Mortensen sometimes fills in the lacunae of Follett’s life by summarizing the history of Mormonism in the locations where her research suggests he lived, traveled and died. She gives us facts and figures about towns and counties and states, but we just don’t know if he was a leaf in the river or a vigorous swimmer, or something in between.
This book is family history. It is devotional history: devoted not only to Mortensen’s ancestor, but to Mormonism in general. The author is not a professional historian and her use of sources is often uneven and unsophisticated, and she tends at times to scrapbook quotations without much analysis of their value. The book sometimes has a flavor of interstitial rewrites where new sources or references were found and shoehorned into the narrative. But that is beside the point for this book. The Man Behind the Discourse reveals something of the drive in all of us to know who we are. Of what we all want to know and can’t. It is very much the story of a search. And along the way it gives us hints and packets of information on a nearly invisible man whose name has passed our lips without a thought or reference to “the man behind” it. If you are a family historian, this book is worth your time as an example of how it’s done. If you’re just interested in the story of the man whose death brought us a remarkable sermon, then this book will introduce him to you. The book collates interesting data about the sermon itself, like the debate on where it occurred and reminiscent accounts of its circumstances.

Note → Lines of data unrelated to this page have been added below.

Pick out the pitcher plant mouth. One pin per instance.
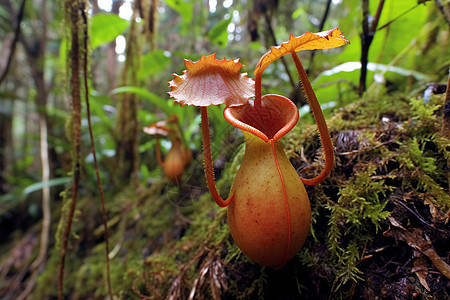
(213, 82)
(275, 117)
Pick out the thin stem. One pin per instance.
(258, 79)
(320, 121)
(91, 135)
(158, 152)
(14, 42)
(74, 53)
(209, 169)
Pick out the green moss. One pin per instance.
(385, 149)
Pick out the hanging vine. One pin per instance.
(78, 60)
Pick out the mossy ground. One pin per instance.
(390, 183)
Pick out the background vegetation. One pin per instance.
(170, 241)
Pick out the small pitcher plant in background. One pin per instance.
(179, 156)
(268, 208)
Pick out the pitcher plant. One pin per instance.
(179, 156)
(268, 208)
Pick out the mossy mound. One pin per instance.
(390, 183)
(380, 222)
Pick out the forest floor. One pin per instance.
(379, 229)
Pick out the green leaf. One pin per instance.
(152, 63)
(218, 34)
(184, 8)
(105, 28)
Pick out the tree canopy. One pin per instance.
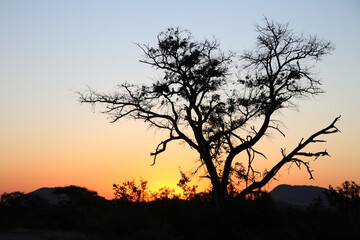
(222, 103)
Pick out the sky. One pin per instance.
(51, 49)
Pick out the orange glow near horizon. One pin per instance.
(48, 139)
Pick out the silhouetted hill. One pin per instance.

Several appendices appear in the book. Mortensen reprints the Grimshaw version of the KFD as found in History of the Church in her appendix B. Other appendices give us Follett’s ancestry and an annotated account of his descendants. Another appendix contains a brief journal by his widow. Finally, a 37 page list of sources offers us a compact view of the material that helped generate the book and is a welcome addition (authors take note).

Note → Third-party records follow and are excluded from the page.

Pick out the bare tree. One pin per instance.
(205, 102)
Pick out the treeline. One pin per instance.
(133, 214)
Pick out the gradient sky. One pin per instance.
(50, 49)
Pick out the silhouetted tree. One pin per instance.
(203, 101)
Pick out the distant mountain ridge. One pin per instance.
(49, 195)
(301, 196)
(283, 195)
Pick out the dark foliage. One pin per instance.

King Follett. A Danite? Yup.
 The only family diary of relevance comes from Follett’s wife, Louisa. Unfortunately, it does not begin until after Follett’s death.

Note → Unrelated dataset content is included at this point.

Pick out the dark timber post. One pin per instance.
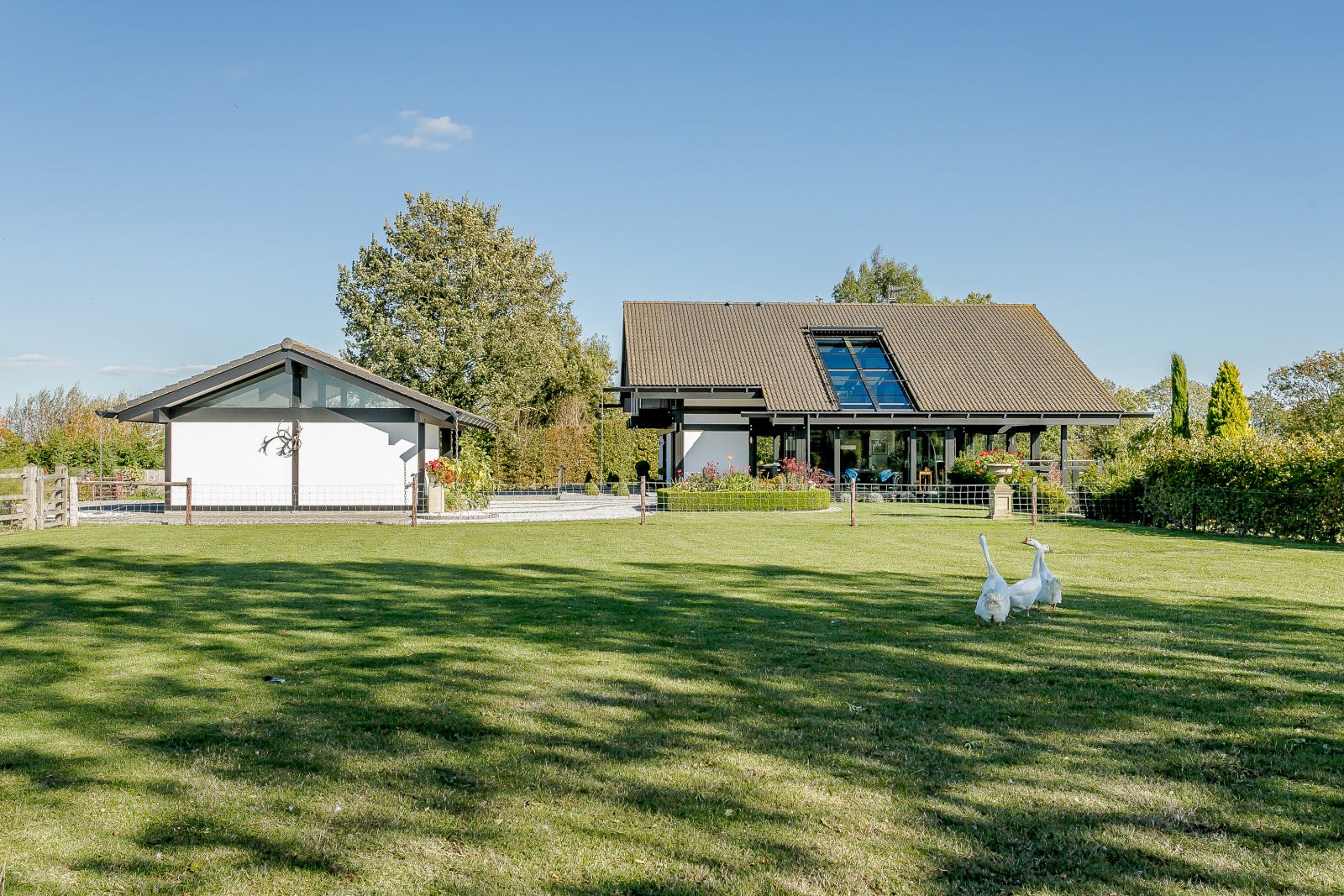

 My sense of the composition could be a result of my own writing struggles.(g) The Joseph Smith Papers volumes are not referenced in the book, but there is frequent appeal to the History of the Church, something that should be done with due caution and even avoided in a scholarly work on Mormonism.
 This is an odd choice. A better version is Bullock’s original (not his ms, his Times and Seasons composition). Mortensen is familiar with this text as well as the 1978 Stan Larson reconstruction from BYU Studies, so I don’t understand the reasoning here. No value added.